Dès 1820, les Égyptiens attaquèrent le massif de Taby, dans le Sennaar, et y furent battus de main de maître ; aussi n’y retournèrent-ils point. Plus tard, Méhémet-Ali ayant entassé à Lobeid des troupes destinées à la conquête du Darfour, et qu’un veto de la Porte retint l’arme au bras, on utilisa ces troupes contre le royaume de Tagali, formidable citadelle de soixante lieues de montagnes semées de bourgs, d’eaux et de belles pâtures. Les Tagalaouïa étaient encouragés par un faki de Zerega qui leur disait : « Les Turcs vont venir, mais ne vous inquiétez pas. Je ferai naître de larges rivières qui les empêcheront de passer. » Toutes les nuits, on voyait de loin des troupes de montagnards courir avec des torches allumées, priant Allah de faire un miracle.
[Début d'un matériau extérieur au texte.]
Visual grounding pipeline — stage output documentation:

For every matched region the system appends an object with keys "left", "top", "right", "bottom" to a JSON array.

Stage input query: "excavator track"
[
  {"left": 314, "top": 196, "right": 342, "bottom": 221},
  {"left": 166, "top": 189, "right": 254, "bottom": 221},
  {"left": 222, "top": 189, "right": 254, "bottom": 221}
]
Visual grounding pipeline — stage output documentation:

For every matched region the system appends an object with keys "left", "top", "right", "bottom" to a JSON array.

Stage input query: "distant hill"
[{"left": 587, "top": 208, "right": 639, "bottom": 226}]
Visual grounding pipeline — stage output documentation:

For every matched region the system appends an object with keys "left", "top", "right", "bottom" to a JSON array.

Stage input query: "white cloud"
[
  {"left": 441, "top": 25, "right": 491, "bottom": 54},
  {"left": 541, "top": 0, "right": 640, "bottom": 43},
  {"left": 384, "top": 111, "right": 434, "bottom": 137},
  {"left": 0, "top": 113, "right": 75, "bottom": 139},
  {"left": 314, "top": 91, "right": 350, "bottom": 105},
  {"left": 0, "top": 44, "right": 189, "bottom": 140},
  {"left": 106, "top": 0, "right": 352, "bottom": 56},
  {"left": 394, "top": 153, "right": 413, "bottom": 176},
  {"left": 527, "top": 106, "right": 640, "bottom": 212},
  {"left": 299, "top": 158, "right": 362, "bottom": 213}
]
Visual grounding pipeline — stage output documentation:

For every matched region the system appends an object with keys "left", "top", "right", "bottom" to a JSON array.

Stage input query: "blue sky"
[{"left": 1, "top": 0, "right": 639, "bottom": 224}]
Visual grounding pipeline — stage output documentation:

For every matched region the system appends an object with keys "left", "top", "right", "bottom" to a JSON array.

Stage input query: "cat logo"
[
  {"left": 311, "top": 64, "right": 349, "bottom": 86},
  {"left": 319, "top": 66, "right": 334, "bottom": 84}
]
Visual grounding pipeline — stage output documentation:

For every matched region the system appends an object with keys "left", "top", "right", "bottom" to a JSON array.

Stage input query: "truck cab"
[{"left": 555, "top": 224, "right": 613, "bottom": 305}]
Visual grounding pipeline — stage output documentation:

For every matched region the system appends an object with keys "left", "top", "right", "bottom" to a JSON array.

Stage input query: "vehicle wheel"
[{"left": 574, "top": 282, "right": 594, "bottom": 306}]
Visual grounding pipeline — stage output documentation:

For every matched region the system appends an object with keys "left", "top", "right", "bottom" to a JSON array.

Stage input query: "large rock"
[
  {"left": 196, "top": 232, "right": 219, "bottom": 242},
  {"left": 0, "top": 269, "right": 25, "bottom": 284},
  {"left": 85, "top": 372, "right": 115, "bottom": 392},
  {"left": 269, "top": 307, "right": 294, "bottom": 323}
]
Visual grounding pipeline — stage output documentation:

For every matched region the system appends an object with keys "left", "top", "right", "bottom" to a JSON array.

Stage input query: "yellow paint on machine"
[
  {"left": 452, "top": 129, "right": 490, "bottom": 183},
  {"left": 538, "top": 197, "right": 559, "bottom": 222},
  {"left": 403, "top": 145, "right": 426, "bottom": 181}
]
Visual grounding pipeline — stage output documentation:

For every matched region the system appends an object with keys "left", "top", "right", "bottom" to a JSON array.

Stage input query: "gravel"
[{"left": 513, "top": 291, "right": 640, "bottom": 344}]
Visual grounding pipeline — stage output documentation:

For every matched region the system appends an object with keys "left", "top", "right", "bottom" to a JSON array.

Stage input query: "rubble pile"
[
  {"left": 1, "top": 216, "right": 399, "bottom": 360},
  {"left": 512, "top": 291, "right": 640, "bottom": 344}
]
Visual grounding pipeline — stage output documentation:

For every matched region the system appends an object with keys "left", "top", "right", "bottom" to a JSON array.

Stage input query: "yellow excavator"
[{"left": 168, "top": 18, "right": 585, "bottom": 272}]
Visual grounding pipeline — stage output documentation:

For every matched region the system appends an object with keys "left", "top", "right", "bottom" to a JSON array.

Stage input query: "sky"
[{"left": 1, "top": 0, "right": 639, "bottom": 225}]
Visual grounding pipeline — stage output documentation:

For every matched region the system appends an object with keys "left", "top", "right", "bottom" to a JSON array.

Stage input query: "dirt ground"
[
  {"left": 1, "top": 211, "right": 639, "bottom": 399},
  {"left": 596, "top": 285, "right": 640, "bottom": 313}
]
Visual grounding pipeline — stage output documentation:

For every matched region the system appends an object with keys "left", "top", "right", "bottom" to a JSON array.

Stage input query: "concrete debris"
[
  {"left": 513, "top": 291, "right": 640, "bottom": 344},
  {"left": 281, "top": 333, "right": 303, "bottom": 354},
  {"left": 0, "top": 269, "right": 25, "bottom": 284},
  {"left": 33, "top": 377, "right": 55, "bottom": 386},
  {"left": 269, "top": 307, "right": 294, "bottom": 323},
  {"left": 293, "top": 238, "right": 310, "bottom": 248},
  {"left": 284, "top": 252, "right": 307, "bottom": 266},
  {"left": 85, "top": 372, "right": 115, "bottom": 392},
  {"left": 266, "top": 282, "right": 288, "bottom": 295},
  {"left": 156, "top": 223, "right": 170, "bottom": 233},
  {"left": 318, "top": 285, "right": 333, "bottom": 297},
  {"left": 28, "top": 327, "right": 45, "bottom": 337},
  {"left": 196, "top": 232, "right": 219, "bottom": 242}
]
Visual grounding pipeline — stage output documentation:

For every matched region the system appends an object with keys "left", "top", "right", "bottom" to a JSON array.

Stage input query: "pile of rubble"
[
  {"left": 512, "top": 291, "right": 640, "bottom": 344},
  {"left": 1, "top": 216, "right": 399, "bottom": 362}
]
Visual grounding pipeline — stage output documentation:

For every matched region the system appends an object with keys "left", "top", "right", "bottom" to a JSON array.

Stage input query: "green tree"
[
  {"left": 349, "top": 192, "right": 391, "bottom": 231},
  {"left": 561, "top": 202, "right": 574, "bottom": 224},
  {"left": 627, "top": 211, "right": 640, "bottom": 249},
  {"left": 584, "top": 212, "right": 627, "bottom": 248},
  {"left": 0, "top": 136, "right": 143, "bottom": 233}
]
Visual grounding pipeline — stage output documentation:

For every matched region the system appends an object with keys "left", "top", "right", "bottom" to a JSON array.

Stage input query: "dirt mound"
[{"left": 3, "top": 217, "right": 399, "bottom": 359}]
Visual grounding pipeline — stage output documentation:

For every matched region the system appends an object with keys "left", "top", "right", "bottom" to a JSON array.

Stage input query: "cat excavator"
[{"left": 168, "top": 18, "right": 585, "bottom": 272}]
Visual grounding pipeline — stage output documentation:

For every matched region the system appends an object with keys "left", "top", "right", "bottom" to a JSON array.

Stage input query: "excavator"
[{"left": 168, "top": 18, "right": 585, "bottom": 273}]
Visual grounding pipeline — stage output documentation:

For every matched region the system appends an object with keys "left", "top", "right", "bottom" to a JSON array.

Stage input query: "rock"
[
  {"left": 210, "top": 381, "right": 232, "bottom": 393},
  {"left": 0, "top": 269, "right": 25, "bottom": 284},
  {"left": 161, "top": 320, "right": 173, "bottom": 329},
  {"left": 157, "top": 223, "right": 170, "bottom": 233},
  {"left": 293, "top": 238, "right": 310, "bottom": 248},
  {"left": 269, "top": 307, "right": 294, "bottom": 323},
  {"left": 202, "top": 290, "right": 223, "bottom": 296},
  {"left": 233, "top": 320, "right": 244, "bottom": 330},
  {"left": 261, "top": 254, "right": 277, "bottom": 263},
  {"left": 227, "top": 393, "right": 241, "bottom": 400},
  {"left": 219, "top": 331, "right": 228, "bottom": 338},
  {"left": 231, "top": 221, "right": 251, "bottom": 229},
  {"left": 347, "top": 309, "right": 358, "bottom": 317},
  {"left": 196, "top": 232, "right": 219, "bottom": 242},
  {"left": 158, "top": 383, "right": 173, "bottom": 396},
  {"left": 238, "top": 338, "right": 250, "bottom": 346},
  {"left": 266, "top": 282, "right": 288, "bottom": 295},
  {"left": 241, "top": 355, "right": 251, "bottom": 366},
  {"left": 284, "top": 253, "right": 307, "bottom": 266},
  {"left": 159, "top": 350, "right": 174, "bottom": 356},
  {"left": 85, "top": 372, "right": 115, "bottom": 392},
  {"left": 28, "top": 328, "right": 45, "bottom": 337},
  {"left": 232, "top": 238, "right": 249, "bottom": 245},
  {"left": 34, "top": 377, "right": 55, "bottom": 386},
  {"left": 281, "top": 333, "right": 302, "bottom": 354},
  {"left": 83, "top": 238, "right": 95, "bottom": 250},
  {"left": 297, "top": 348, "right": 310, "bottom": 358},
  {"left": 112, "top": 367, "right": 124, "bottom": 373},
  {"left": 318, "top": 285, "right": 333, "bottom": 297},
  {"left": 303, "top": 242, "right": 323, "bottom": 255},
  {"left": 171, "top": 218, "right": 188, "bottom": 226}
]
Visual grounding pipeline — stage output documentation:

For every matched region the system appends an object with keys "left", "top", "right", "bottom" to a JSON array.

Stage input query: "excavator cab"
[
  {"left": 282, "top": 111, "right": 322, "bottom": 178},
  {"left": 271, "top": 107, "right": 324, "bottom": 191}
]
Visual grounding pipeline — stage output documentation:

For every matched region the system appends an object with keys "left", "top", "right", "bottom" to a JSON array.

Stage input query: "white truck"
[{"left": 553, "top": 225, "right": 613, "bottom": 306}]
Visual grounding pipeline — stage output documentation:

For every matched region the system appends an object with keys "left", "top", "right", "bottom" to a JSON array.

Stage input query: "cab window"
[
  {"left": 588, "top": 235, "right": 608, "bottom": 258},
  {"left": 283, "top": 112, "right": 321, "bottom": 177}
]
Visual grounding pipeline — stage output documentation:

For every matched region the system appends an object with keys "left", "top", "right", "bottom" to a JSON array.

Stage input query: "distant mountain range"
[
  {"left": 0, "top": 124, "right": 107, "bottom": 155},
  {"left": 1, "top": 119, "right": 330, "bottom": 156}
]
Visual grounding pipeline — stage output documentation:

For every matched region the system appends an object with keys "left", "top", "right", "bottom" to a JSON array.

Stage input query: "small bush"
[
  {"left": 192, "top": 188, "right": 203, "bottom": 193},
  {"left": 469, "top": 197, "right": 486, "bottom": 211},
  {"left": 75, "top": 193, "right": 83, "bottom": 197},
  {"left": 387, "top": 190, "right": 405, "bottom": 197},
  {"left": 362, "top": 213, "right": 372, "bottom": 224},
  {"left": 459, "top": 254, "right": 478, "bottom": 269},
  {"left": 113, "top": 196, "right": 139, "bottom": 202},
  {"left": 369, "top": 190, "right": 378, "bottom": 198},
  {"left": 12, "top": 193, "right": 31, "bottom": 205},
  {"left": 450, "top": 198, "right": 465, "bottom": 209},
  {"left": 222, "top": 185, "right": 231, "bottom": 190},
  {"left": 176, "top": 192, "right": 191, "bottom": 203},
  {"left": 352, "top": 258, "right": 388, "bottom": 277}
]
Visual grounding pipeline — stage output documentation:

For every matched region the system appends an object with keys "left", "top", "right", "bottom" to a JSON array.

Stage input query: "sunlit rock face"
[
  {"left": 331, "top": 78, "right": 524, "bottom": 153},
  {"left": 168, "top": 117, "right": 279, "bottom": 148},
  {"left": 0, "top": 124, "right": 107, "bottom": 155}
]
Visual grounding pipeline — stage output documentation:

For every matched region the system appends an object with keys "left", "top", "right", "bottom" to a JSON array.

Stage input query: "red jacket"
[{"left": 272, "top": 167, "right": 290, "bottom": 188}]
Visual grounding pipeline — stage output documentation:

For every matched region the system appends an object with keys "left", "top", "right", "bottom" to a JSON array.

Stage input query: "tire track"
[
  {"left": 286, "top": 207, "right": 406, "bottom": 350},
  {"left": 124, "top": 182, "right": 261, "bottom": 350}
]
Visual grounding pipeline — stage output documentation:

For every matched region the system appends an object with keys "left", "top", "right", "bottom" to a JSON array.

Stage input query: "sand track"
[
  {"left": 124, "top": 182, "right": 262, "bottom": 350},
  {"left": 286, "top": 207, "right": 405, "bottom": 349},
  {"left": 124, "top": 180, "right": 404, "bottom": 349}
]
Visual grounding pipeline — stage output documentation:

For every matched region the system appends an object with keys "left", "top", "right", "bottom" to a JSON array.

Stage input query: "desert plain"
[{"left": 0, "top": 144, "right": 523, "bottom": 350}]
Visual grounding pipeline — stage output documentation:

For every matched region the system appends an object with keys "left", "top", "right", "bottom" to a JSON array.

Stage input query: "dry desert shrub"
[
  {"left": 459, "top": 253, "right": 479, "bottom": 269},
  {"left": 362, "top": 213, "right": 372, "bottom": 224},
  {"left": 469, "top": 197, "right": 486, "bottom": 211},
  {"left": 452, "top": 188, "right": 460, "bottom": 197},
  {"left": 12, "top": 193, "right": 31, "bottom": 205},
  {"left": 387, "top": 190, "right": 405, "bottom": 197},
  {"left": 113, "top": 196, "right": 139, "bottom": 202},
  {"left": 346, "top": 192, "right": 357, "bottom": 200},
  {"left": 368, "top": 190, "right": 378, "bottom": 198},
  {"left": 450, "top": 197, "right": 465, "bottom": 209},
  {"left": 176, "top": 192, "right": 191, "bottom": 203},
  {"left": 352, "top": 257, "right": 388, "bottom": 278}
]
Kiritli-Pacha, qui commandait l’armée égyptienne, voulant mettre un terme au rôle que jouait le faki, se le fit amener. « Je sais, lui dit-il, que tu es l’ami des noirs ; tu peux leur rendre un service. Je ne leur fais la guerre que pour avoir leur or ; puisque tu te vantes d’en faire, tâche de m’en fabriquer l’équivalent du tribut que je leur demande, et je m’en retournerai. » Le faki, sans sourciller, se met en prière, fait quelques jongleries, et finit par laisser tomber de sa manche une petite pièce d’or de la valeur de 4 piastres (1 franc). « Ce n’est pas assez, dit le pacha. — Seigneur, dit l’indigène, je n’ai pas encore fait mes ablutions ; je ne suis pas en état de sainteté. — Qu’à cela ne tienne ; je vais te faire apporter de l’eau. » Le faki, poussé dans ses derniers retranchemens, essaie encore de payer d’audace ; il a oublié son livre à Lobeid… « C’est trop fort, dit le pacha. Coupez la tête à ce drôle. » Et la sentence fut exécutée.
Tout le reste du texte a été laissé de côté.